[darcs-users] what about removing the unrevert command?
kowey at darcs.net
Mon Apr 4 12:28:24 UTC 2011
On Mon, Apr 04, 2011 at 11:40:43 +0100, Miles Gould wrote:
> 1) I don't think I've ever used "darcs unrevert".
> 2) I do, on the other hand, use "git stash" A LOT. It was one of the
> features that caused my last team to adopt git. If it had been clear to
> me that revert/unrevert could be used to implement "darcs stash", I'd
> probably have used them for that purpose.
Thanks for the feedback! I ♥ git stash too and would probably use it if
Darcs had such a feature.
Aside from the conflicting principles we're juggling, we have the
problem of trading off between user types.
> 4) My least favourite thing about darcs is its chattiness. Removing
> a "do you want to do this?" prompt is IMHO a win.
I agree. I hate the unrevert prompt too and I applaud any thinking
that would lead to it going away.
I also think that these qualities are desirable
* you can undo the revert operation
* no need to anticipate wanting to undo that revert operation
* no need to remember where you saved your revert work
* simple retrieval mechanism
* no need to remember special incantations (symmetry helps)
So what I think we should really do is ask ourselves why the "this will
make unrevert impossible" confirmation prompt exists, and how we can
kill that prompt.
We've seen four ideas so far:
1. status quo
2. revert -O
3. .bak files
4. git stash/unstash
5. _darcs/trash (Ganesh on IRC)
I'm not entirely against #4; I could see how it's actually quite
compatible with these goals.
I'm little bit worried about the stash stack.

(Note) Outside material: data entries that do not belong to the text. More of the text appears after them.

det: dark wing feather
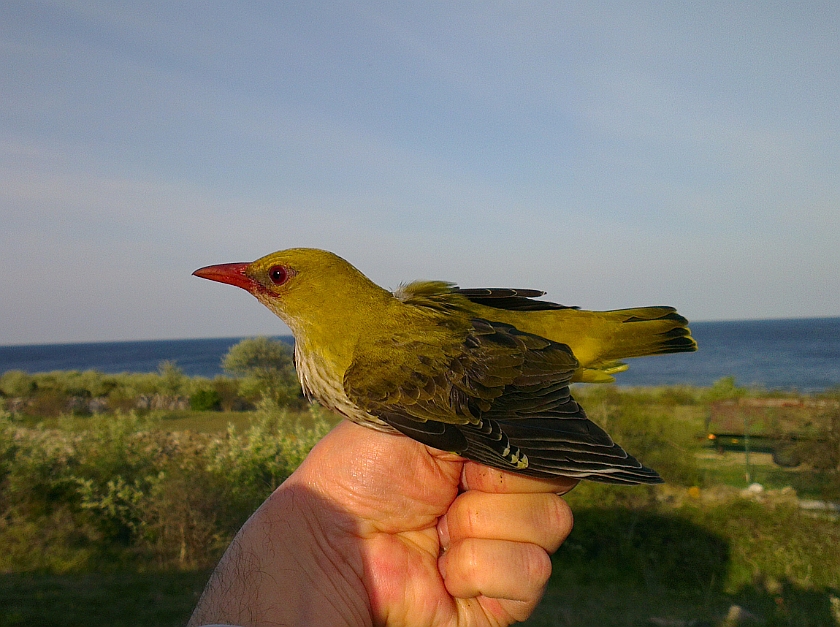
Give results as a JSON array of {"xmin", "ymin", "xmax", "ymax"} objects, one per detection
[
  {"xmin": 452, "ymin": 287, "xmax": 578, "ymax": 311},
  {"xmin": 345, "ymin": 319, "xmax": 662, "ymax": 484}
]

Is it too sophisticated?
Even for non-newbies, does it impose any extra cognitive/memory work
along the lines of "which stash do I recover and how?" or would we all
just tend to push/pop anyway?
Does anybody have any other ideas?
> 3) darcs' proliferation of undo commands is confusing to newbies.
> Speaking of which, I note that unrevert gets only a cursory mention on
Good. Thanks for pointing this out.
My complaint is that we are all speaking from our expert perspectives
which is not entirely healthy.
Let's suppose we had the following back-of-the-envelop "personas"  to
* Jacek - heavy user; maintainer; expert sophistication
Goals: keep repository history clean, well-structured;
* Steve - regular user; programmer in team; medium/low sophistication
Goals: be able to save things into version control
and get them back older versions later on; get back
to hacking as soon as possible!
* Adam - casual user; hobby open source contributor; medium
Goals: avoid fuss when submitting patches to FooBox open
* Mike - newbie; programming company intern
Goals: get started quickly, avoid frustration of dealing
with incomprehensible new tool
I'm making stuff up here (I admire Cooper-style ethnographic research
used to get more informed versions of these), so they may be bogus.
But assuming there is some truth to these, one problem is that the
kind of user who is going to chime in on this list is more likely
going to be a Jacek or maybe a Steve than an Adam or Mike. Miles has
done a nice job of bringing Steve (his last team) and Mike (newbies
confused by all the undo commands) into the picture. We need to hear a
bit more about users from the other parts of the spectrum that we care
Maybe I'm worrying over nothing. You give Adam and Mike git
stash/unstash and they would love it!